Saskatchewan’s Court of Appeal has reversed a man’s robbery conviction.
Johnathon Keenatch-Lafond, 35, was stabbed to death in a 2014 home invasion in Saskatoon.
The DNA of Keith Napope was found at the scene.
In 2017, a jury found Napope guilty of robbery but not guilty of manslaughter in Keenatch-Lafond’s death.
He received a seven-year sentence.
On Thursday, Saskatchewan’s highest court acquitted Napope, saying the trial judge gave unclear, legally incorrect and misleading instructions to the jury.
“A properly instructed jury could not reasonably find Mr.
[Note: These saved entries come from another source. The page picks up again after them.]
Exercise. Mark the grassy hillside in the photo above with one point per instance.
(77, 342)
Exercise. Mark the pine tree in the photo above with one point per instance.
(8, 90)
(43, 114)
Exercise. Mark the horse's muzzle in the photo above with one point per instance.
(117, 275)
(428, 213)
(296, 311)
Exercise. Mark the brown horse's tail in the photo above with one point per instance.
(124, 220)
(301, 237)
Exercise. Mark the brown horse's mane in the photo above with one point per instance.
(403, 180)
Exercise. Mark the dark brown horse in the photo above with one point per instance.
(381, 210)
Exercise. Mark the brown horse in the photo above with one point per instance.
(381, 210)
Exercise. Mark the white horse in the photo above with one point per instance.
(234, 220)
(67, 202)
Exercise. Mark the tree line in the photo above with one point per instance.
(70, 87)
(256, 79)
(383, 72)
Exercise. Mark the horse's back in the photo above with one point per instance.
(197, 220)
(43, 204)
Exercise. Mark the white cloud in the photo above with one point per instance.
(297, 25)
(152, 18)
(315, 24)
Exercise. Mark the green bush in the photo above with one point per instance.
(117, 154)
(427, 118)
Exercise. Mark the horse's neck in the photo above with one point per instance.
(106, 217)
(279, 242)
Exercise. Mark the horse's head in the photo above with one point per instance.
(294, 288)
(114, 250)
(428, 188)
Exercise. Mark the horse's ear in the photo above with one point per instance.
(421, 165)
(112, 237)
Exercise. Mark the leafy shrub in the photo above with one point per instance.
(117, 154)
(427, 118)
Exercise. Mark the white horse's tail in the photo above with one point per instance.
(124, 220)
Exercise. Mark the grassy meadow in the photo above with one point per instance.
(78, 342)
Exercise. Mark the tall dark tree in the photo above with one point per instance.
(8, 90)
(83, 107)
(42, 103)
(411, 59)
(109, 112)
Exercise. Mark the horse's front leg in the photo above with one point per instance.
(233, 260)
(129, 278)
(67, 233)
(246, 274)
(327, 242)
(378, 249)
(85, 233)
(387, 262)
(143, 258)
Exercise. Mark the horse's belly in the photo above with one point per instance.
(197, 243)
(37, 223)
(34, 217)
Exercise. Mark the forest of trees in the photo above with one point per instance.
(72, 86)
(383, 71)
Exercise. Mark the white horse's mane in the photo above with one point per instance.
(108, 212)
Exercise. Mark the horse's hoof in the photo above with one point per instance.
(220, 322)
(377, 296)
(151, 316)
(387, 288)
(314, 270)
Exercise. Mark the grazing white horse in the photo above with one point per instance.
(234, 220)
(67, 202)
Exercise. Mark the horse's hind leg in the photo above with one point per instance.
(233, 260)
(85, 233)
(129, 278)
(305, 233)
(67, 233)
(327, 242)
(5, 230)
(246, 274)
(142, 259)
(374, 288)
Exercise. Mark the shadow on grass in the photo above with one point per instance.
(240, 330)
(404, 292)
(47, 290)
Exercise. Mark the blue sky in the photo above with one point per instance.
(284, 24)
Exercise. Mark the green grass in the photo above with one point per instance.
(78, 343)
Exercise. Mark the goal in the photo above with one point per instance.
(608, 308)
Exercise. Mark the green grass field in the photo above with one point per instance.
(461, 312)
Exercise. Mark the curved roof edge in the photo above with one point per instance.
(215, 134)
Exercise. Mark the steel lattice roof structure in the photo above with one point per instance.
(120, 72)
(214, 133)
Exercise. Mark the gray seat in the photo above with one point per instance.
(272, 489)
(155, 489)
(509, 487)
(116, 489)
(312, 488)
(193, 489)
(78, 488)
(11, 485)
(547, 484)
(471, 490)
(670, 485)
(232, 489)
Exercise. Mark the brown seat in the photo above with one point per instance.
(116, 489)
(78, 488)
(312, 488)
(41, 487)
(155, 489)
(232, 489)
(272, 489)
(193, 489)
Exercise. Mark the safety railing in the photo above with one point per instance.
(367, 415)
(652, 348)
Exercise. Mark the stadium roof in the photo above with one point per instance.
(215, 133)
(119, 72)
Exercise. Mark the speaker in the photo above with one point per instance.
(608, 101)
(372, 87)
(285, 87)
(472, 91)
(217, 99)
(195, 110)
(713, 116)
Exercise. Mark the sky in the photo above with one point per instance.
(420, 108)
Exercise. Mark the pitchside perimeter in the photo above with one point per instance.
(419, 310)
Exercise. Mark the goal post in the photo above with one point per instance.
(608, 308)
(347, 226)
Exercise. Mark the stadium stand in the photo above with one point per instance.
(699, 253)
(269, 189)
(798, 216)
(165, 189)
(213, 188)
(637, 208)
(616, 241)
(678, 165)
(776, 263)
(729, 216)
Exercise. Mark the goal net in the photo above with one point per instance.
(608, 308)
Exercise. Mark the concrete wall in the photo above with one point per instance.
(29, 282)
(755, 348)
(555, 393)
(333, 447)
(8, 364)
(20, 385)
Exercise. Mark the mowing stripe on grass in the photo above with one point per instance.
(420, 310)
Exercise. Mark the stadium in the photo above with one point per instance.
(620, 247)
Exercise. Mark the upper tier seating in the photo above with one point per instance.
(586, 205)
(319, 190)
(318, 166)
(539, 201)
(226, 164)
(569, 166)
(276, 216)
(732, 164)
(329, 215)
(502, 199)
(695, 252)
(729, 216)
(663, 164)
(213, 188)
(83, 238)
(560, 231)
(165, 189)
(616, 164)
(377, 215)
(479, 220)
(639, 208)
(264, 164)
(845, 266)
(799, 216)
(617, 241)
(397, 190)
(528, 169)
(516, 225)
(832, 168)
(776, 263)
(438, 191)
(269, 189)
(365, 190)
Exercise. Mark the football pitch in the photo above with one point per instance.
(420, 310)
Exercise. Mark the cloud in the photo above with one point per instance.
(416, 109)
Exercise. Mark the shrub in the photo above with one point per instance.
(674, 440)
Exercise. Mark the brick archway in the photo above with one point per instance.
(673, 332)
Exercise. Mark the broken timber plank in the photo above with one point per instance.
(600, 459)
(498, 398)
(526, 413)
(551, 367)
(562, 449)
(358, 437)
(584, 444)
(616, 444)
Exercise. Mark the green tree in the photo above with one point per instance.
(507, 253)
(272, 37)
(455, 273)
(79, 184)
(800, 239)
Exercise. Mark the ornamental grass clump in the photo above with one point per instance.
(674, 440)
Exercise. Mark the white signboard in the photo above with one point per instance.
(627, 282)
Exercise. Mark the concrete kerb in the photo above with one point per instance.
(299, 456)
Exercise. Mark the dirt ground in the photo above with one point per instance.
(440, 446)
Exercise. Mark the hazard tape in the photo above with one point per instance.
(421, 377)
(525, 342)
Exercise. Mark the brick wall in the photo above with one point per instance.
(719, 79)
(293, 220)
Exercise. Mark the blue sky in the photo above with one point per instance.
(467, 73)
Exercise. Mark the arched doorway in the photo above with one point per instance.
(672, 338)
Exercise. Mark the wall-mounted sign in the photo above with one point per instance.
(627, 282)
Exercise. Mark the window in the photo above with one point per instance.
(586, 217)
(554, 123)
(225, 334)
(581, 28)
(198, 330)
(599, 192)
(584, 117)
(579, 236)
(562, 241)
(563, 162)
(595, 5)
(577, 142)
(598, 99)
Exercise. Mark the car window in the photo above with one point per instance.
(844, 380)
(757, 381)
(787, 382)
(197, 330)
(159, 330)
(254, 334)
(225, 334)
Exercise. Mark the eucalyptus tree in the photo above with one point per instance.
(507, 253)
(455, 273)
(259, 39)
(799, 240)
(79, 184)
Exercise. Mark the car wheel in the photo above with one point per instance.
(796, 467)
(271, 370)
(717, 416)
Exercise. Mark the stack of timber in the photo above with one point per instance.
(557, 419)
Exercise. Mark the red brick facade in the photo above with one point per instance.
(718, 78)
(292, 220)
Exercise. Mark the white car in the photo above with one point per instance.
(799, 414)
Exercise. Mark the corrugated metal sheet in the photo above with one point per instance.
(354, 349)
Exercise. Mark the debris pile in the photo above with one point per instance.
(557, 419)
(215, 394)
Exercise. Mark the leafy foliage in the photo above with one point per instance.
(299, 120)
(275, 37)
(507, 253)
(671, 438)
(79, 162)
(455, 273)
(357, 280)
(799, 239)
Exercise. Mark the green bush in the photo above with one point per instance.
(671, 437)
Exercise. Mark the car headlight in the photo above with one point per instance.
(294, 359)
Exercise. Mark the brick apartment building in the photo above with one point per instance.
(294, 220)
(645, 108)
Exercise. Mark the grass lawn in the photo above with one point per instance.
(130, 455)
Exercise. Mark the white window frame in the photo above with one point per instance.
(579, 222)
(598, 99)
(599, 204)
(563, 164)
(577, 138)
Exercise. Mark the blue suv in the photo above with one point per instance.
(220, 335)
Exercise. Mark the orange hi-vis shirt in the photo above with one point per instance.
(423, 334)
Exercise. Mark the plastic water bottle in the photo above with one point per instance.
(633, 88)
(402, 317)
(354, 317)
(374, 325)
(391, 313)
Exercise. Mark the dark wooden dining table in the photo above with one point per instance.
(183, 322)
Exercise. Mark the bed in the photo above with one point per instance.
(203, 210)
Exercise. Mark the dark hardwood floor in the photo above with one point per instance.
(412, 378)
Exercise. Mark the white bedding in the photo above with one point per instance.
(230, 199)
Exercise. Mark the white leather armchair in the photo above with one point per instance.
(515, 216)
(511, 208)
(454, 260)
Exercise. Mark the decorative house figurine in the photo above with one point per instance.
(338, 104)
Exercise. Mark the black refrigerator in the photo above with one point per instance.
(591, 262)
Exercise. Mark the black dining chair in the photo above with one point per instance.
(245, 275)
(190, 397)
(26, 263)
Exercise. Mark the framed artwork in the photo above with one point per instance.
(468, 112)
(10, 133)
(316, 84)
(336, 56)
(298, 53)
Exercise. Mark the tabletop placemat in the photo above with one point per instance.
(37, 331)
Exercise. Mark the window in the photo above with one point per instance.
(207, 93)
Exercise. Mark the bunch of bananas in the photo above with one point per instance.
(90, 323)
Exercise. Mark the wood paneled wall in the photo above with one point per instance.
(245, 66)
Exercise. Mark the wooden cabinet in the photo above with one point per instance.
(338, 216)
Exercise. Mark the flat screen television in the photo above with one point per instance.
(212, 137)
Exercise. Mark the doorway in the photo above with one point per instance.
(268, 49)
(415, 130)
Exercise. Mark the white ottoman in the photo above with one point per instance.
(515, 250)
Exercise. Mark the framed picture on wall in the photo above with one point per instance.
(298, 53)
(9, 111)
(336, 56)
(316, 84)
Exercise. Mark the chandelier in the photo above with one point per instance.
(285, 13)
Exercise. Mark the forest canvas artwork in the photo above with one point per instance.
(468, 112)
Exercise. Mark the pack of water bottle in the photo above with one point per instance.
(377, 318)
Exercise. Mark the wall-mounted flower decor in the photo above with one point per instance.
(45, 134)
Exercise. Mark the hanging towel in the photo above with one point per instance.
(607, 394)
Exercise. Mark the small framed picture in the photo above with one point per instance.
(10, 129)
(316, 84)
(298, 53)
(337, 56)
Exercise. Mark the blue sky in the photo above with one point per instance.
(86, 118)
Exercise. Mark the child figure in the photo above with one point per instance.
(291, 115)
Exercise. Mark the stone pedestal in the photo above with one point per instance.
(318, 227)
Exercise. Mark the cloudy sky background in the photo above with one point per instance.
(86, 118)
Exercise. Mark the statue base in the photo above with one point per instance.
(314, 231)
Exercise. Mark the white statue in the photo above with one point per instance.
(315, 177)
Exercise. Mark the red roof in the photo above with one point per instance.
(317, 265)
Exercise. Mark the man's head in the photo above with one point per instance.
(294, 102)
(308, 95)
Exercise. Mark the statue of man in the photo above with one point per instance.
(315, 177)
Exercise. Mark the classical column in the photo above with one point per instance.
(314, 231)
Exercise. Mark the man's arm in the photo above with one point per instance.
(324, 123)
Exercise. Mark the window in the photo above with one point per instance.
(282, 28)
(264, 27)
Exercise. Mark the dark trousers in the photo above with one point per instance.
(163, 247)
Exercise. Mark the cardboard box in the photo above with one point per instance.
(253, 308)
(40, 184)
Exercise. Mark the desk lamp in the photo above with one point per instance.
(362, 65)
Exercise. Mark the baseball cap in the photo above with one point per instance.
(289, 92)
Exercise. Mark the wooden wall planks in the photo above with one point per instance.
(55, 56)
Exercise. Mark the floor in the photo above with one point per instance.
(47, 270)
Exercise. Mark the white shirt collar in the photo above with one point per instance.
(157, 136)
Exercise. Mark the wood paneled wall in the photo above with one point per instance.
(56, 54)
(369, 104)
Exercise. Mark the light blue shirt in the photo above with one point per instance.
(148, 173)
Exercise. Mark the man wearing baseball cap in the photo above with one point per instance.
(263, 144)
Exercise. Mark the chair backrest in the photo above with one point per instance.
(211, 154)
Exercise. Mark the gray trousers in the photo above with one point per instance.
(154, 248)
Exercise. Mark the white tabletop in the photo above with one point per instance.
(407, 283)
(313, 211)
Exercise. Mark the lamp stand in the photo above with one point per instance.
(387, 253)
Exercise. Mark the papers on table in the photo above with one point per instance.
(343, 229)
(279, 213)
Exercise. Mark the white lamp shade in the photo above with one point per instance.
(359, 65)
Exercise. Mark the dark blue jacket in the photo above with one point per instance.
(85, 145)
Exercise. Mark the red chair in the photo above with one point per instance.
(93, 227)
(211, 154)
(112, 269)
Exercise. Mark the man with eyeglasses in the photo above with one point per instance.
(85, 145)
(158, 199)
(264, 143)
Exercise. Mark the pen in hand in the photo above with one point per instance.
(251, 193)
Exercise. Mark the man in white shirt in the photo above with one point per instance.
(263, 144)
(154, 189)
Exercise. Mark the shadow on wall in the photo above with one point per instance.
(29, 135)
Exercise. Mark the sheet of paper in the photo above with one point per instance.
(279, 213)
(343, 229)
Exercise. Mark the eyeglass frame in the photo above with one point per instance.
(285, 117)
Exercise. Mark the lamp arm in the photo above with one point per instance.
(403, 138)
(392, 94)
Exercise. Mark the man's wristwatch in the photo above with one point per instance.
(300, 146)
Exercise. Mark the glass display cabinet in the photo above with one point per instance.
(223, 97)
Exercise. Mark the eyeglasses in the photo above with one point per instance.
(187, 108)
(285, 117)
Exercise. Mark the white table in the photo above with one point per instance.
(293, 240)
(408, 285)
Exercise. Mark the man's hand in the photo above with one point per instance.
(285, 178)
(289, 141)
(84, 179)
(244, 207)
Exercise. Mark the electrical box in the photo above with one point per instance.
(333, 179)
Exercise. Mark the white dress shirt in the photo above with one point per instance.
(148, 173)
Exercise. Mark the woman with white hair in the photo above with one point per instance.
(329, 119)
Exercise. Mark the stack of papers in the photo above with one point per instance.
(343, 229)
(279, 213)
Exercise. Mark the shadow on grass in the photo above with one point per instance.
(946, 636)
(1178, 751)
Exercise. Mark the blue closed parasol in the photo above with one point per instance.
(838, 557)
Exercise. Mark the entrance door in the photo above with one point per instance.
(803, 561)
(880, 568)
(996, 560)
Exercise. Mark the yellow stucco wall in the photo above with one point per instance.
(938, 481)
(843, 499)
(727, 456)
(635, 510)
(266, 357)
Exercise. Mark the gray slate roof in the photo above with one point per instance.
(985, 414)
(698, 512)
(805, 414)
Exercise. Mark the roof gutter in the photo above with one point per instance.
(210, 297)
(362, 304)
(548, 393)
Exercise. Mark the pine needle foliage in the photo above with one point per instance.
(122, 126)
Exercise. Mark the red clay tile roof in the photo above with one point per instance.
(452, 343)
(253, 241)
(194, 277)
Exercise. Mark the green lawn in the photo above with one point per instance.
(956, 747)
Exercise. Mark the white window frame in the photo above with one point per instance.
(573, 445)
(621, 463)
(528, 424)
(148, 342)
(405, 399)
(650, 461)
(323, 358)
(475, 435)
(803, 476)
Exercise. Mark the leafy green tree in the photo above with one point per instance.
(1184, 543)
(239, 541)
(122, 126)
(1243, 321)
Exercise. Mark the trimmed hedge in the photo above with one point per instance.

Napope guilty of this patently dangerous robbery — the predicate offence in relation to the charge of unlawful act manslaughter — and not guilty of manslaughter, as he must also have been guilty of that offence,” wrote Justice Brian Barrington-Foote in the unanimous decision.
“The verdicts are accordingly inconsistent and the conviction is unreasonable.”
Napope was accused of taking part in a drug robbery at a 20th Street apartment complex in November 2014 that left Keenatch-Lafond dead.
Keenatch-Lafond was believed to have been running a drug operation out of the apartment, and Saskatoon police investigators testified they found drug paraphernalia, including needles and drugs, inside the apartment.
Napope testified at his trial that was robbed days before the drug robbery by two masked men and recognized one of the masks as the same one that was found on Keenatch-Lafond.